Be aware that you should start working on this recipe at least one hour before you start the action in the kitchen because of the first step in the process below.
Ingredients (for 2 hungry persons)
300g of spaghetti
1kg of clams ( best with the small ones “vongole lupini”, otherwise also the bigger ones do the job)
half glass on white wine (optional)
The first step in this process is to recreate the ocean in your kitchen. 🙂
To do that, fill up a big bowl with cold water and add salt until the water tastes like when you swim and swallow! It has to be salty like the sea.
Dump your clams in this water and leave them there for some hours. At least 1 hour.
In that time they will come back to life, if they are fresh, and that means that they will open and stick out their tongue and sometimes spit. What that’s useful for is to get rid of the sand they hold inside when they are closed. By giving them time in your “kitchen ocean” most of the same will end up on the bottom of your bowl.
Rinse your happy clams in a colander under cold running water
Let them drain in the colander.
In a big pan pour some olive oil. In Puglia, where I come from, a “drop of oil” (un goccio d’olio) means a lot of oil. So don’t be greedy with the oil.
And crush the garlic (if you don’t have an important meeting the day after be generous with that)
Let the garlic cook at high temperature until it gets “golden”.
Then add the drained clams
Cover the pan and let it cook until all the clams open. If you have a glass cover, like the one in the picture, you can see that happen. If you want you can add half glass of white wine to the clams.

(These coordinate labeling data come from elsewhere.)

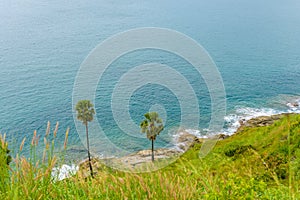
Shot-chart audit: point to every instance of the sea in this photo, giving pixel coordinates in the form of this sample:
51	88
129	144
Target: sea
255	46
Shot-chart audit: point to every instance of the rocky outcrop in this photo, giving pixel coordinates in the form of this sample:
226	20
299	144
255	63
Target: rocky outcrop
260	121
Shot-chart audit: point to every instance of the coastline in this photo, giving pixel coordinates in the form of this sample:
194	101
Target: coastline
184	140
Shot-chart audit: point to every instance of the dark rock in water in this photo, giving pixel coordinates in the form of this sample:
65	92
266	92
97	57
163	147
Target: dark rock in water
260	121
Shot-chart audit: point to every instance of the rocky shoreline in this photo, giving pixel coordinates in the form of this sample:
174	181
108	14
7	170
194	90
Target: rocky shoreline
185	140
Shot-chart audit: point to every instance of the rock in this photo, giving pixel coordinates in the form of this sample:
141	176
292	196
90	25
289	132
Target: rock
260	121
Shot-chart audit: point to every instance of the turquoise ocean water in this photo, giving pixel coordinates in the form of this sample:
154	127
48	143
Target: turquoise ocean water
255	45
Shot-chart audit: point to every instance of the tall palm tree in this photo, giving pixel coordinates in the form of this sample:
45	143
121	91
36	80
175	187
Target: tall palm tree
152	125
85	113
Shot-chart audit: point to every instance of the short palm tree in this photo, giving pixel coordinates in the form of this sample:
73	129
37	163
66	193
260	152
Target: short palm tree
85	113
152	125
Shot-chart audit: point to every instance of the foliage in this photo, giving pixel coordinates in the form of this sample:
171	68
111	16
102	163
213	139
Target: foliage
249	171
85	113
152	126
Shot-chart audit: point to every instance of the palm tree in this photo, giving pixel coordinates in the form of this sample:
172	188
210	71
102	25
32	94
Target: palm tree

Don’t overcook the clams. Once you see that they are all open, or at least most of them, you can stop the fire. Don’t throw away the liquid, just leave the pan aside.

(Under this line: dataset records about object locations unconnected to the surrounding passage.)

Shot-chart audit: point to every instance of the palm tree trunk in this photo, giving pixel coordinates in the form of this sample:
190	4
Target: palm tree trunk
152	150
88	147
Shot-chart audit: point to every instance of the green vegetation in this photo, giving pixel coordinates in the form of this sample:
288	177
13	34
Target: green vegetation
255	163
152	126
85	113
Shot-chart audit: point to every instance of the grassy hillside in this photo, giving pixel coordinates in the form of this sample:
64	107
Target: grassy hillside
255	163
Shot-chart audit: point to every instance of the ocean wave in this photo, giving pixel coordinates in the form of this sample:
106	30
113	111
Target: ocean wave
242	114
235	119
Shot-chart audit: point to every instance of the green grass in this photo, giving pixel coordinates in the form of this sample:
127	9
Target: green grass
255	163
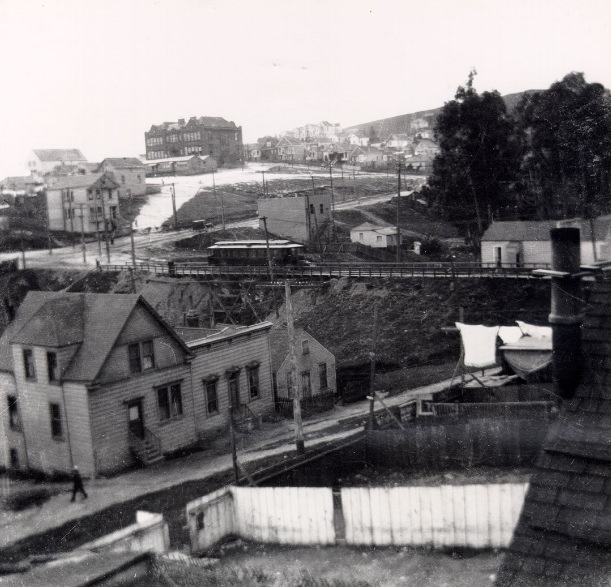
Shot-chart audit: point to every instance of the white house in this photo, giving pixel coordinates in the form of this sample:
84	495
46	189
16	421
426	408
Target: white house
371	235
41	161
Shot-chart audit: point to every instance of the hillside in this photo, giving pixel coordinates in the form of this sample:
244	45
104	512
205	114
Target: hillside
401	123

In the meantime start boiling the water for the spaghetti
Once it starts boiling, add some salt. That’s more or less a tablespoon a salt, depends on the taste.
Then add the spaghetti and let cook for 90% of the cooking time indicated on the box.

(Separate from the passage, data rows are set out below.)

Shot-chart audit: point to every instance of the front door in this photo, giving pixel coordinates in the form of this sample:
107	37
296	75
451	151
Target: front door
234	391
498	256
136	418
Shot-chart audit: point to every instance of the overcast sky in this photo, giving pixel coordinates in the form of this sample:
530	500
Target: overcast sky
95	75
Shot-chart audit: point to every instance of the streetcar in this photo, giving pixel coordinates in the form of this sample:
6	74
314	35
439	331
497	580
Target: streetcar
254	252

While the water boils, collect the clams in a dish separating it from the liquid
Filter the liquid with a sieve if you want to keep the garlics out or if there’s sand. In the case of sand you need a very thin net sieve.
Now you can remove the shells from some clams otherwise your dish will have more shells than the rest. I usually “un-shell” at least half of the whole amount. Keep the “content” of the shells you cleaned together with the others that you keep as shells
When the spaghetti reach 90% of their cooking time, you will taste that they are “al dente”. At that point drain the water with a colander. Save a couple of tablespoons of pasta water and add them to the clams liquid
Now in a large pan, add the clams liquid, add another little bit of olive oil
Turn the fire on at a medium-high temperature and add the spaghetti
Cook and mix for a couple of minutes until the pasta reaches the right cooking point (we boiled the spaghetti a bit shorter before so they could finish cooking in this step). Then add the clams (and un-shelled clams) to the pan
quickly mix all parts and add some chopped parsley
and you fantastic “spaghetti alle vongole” are ready!